Lance Cardinal said the room is meant to share what a contemporary Indigenous lifestyle looks like.

A Canadian Ikea has gotten a bit of an Indigenous makeover. The retailer’s Edmonton location teamed up with Lance Cardinal, an artist from the Bigstone Cree Nation in Alberta’s Treaty 8 territory, to create its first Indigenous showroom.

Cardinal, whose artist name is ᐊᐧᒐᐢᐠ (muskrat), said the 410 sq-ft. showroom was modelled after a family of five from the Samson Cree Nation and the Montana First Nation. It features a living room, dining room, kitchen and garage.

He told HuffPost Canada the room is meant to be both warm and inviting to shoppers and share what a contemporary Indigenous lifestyle looks like.

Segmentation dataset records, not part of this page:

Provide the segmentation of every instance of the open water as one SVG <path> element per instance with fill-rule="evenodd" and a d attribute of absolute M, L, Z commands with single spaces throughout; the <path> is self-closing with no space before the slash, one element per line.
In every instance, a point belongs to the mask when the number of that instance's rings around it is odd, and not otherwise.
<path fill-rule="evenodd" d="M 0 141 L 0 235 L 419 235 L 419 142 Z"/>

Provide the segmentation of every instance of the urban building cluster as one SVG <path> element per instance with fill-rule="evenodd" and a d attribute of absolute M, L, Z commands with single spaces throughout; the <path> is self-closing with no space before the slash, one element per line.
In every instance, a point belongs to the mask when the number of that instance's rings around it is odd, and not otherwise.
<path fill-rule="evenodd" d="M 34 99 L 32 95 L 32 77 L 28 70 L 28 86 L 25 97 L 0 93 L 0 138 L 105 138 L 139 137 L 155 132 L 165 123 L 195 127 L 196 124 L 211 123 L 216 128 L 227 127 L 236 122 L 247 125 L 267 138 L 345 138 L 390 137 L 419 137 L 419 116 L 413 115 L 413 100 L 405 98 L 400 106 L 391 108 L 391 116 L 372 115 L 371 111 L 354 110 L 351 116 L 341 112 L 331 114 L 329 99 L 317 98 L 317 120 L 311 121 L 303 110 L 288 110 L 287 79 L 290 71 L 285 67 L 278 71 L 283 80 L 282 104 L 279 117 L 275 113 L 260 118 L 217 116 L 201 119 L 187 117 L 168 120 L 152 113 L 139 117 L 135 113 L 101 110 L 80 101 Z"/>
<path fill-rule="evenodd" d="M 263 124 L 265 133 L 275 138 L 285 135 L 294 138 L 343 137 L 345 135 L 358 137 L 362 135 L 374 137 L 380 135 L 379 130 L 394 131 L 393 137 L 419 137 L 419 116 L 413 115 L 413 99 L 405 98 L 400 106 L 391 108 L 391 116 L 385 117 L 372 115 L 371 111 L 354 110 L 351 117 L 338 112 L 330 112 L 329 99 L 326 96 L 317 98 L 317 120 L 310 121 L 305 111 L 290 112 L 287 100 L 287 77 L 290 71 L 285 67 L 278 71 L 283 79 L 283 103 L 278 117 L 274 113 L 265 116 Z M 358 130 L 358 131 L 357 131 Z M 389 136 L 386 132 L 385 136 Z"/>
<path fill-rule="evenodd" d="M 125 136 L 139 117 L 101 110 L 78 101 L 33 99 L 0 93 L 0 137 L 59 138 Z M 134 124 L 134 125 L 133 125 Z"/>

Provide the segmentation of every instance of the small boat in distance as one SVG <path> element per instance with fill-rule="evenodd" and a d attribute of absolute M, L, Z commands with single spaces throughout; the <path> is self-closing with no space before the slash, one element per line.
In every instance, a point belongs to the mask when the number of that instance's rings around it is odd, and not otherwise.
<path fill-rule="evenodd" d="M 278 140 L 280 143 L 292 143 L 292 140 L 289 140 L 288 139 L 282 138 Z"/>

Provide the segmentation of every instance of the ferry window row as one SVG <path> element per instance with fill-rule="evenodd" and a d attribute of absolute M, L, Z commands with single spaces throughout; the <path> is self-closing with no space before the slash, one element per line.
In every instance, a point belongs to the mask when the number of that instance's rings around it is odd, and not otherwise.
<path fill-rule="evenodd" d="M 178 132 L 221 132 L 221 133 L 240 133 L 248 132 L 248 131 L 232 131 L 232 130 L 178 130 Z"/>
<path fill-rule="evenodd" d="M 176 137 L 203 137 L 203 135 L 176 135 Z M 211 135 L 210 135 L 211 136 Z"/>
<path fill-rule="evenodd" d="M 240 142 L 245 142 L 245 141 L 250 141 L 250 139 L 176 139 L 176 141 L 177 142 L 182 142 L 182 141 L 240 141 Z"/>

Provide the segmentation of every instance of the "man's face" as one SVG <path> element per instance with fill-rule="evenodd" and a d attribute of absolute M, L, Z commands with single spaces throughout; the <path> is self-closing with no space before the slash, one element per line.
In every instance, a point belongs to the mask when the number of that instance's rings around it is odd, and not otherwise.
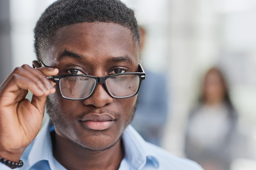
<path fill-rule="evenodd" d="M 59 75 L 102 77 L 137 72 L 138 47 L 133 40 L 128 29 L 112 23 L 65 26 L 56 31 L 52 51 L 43 62 L 58 68 Z M 49 53 L 53 54 L 50 58 Z M 58 135 L 83 148 L 101 150 L 115 144 L 130 123 L 137 98 L 112 98 L 100 84 L 83 100 L 64 99 L 57 89 L 49 96 L 46 107 Z"/>

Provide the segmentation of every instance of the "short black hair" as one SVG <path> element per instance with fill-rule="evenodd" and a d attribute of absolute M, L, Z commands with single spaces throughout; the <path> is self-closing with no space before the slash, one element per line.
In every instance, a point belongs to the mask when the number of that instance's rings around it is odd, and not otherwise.
<path fill-rule="evenodd" d="M 41 50 L 51 46 L 56 31 L 64 26 L 85 22 L 112 22 L 128 28 L 135 42 L 139 34 L 133 11 L 118 0 L 58 0 L 42 14 L 35 29 L 34 48 L 38 59 Z"/>

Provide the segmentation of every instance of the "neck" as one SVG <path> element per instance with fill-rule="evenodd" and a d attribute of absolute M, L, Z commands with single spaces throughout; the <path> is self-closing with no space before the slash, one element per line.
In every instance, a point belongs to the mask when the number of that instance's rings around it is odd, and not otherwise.
<path fill-rule="evenodd" d="M 69 170 L 117 170 L 124 157 L 121 140 L 108 149 L 94 151 L 85 149 L 57 134 L 53 136 L 54 156 Z"/>

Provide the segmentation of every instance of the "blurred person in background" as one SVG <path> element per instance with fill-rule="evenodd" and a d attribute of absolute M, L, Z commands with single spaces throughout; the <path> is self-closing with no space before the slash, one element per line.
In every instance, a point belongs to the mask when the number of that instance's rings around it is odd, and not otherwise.
<path fill-rule="evenodd" d="M 229 170 L 236 134 L 238 114 L 220 70 L 210 69 L 199 103 L 189 116 L 185 152 L 205 170 Z"/>
<path fill-rule="evenodd" d="M 144 49 L 146 36 L 146 30 L 142 26 L 139 27 L 139 33 L 141 53 Z M 142 59 L 140 55 L 140 60 Z M 146 141 L 161 146 L 167 117 L 166 77 L 150 69 L 145 71 L 147 78 L 141 84 L 139 102 L 131 124 Z"/>

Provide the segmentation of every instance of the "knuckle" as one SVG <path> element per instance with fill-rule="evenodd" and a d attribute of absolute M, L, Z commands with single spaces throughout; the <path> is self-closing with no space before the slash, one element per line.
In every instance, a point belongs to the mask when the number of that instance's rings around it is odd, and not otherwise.
<path fill-rule="evenodd" d="M 11 77 L 11 79 L 14 82 L 17 82 L 20 79 L 20 76 L 18 74 L 14 73 Z"/>
<path fill-rule="evenodd" d="M 19 73 L 22 70 L 22 68 L 20 67 L 16 67 L 14 70 L 13 71 L 14 73 Z"/>
<path fill-rule="evenodd" d="M 30 68 L 30 66 L 27 64 L 23 64 L 21 66 L 21 67 L 24 68 Z"/>

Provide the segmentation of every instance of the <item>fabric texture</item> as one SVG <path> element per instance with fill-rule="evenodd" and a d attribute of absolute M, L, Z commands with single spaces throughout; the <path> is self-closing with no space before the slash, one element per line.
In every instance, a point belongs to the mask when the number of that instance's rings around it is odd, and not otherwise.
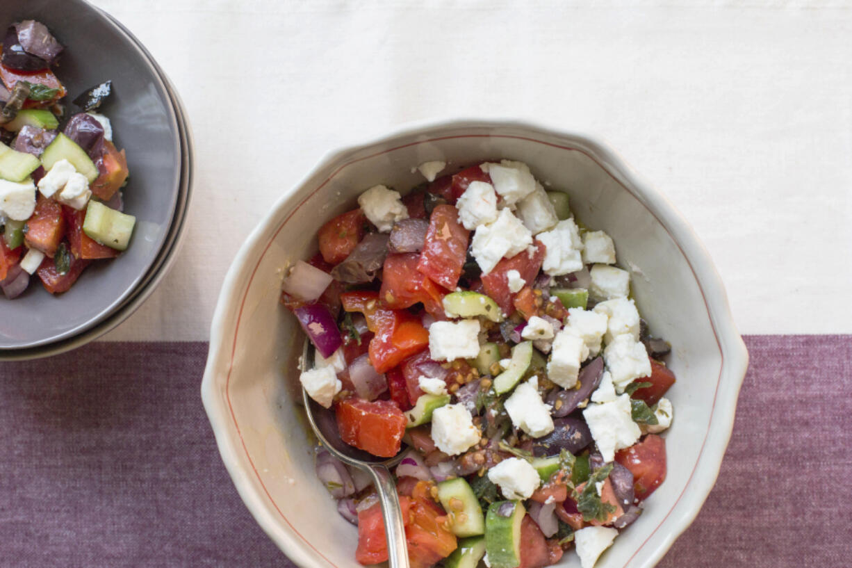
<path fill-rule="evenodd" d="M 848 565 L 852 336 L 746 345 L 718 481 L 659 565 Z M 0 565 L 291 565 L 219 458 L 199 395 L 206 353 L 99 342 L 0 364 Z"/>

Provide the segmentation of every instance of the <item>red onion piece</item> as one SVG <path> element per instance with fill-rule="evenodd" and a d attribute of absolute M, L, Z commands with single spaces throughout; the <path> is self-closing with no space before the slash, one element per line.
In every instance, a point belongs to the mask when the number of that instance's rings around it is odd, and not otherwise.
<path fill-rule="evenodd" d="M 349 363 L 349 380 L 355 386 L 355 392 L 364 400 L 375 400 L 388 390 L 388 380 L 376 372 L 370 362 L 370 355 L 355 357 Z"/>
<path fill-rule="evenodd" d="M 337 322 L 326 306 L 322 304 L 308 304 L 296 308 L 293 313 L 310 338 L 311 343 L 324 357 L 331 356 L 343 344 Z"/>
<path fill-rule="evenodd" d="M 284 279 L 281 289 L 304 302 L 313 302 L 322 295 L 332 280 L 327 272 L 299 260 Z"/>

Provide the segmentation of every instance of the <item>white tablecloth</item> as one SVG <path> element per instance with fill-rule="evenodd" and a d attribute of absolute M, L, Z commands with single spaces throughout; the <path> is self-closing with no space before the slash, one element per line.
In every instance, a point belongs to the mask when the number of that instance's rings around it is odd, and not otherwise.
<path fill-rule="evenodd" d="M 207 339 L 240 243 L 324 153 L 445 117 L 602 137 L 694 224 L 742 333 L 852 333 L 850 2 L 95 3 L 196 143 L 177 264 L 107 339 Z"/>

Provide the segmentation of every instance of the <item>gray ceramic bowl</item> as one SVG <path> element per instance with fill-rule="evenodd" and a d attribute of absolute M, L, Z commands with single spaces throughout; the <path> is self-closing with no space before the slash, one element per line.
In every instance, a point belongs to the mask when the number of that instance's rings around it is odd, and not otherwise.
<path fill-rule="evenodd" d="M 130 183 L 124 209 L 136 217 L 128 250 L 116 260 L 94 263 L 68 292 L 51 296 L 36 278 L 20 297 L 0 298 L 2 356 L 78 336 L 134 296 L 169 249 L 183 150 L 178 115 L 164 78 L 144 49 L 109 17 L 82 0 L 0 0 L 0 14 L 4 26 L 21 19 L 38 20 L 66 45 L 57 74 L 69 100 L 112 80 L 113 95 L 104 112 L 112 121 L 116 145 L 127 151 Z"/>

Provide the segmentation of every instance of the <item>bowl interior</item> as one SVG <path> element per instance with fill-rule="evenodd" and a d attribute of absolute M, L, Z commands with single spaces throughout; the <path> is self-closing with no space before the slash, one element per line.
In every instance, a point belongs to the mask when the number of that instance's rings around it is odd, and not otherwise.
<path fill-rule="evenodd" d="M 128 250 L 95 261 L 64 294 L 51 296 L 33 276 L 13 301 L 0 299 L 0 349 L 43 345 L 97 324 L 133 292 L 156 260 L 175 211 L 181 147 L 175 110 L 146 55 L 100 11 L 80 0 L 3 0 L 3 24 L 32 18 L 47 25 L 66 46 L 56 70 L 70 101 L 106 79 L 113 93 L 102 112 L 112 122 L 116 146 L 127 153 L 130 180 L 124 211 L 136 217 Z"/>
<path fill-rule="evenodd" d="M 582 137 L 514 125 L 427 129 L 324 161 L 252 235 L 220 300 L 203 388 L 208 414 L 249 508 L 303 566 L 355 568 L 357 532 L 314 473 L 296 391 L 302 335 L 278 303 L 281 268 L 314 252 L 319 226 L 356 206 L 356 196 L 371 185 L 405 192 L 423 181 L 411 173 L 423 161 L 447 161 L 452 172 L 495 158 L 526 162 L 549 188 L 570 195 L 581 222 L 613 236 L 619 264 L 632 271 L 641 313 L 674 346 L 671 367 L 678 382 L 670 391 L 674 425 L 665 435 L 668 478 L 597 565 L 652 565 L 710 490 L 734 412 L 733 403 L 717 403 L 717 394 L 733 391 L 735 400 L 741 375 L 722 374 L 715 316 L 693 265 L 658 215 L 659 202 L 631 185 L 617 158 Z M 579 562 L 567 554 L 561 565 Z"/>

“Some of the elements in this room are very familiar to me growing up: the Frozen moose meat in the freezer, the kitchen table full of sewing items, the walls filled with Indigenous art,” he said.

Personal touches are scattered around the room, and it features geometric patterns found in homes on reserves. He also incorporated the Cree language and the four colours of the medicine wheel — black, white, yellow and red — in the design.

“I think it is amazing to see this type of acknowledgment on such a big scale with thousands of visitors a day who will be passing through the room,” Cardinal said.

“It is a chance to teach and share and it is an opportunity for people to get a small glimpse of who we are as Indigenous people. They can observe our lifestyle in a welcoming and accessible way,” he added.

“I’ve always believed that the key to bringing Indigenous and non-Indigenous people together is understanding each other and seeing where we’re the same and where we are different.”

Cardinal said the project represents a step towards reconciliation with Indigenous communities and an acknowledgement that Ikea is on Indigenous land. He also worked with the Swedish furniture company on a mural over the summer.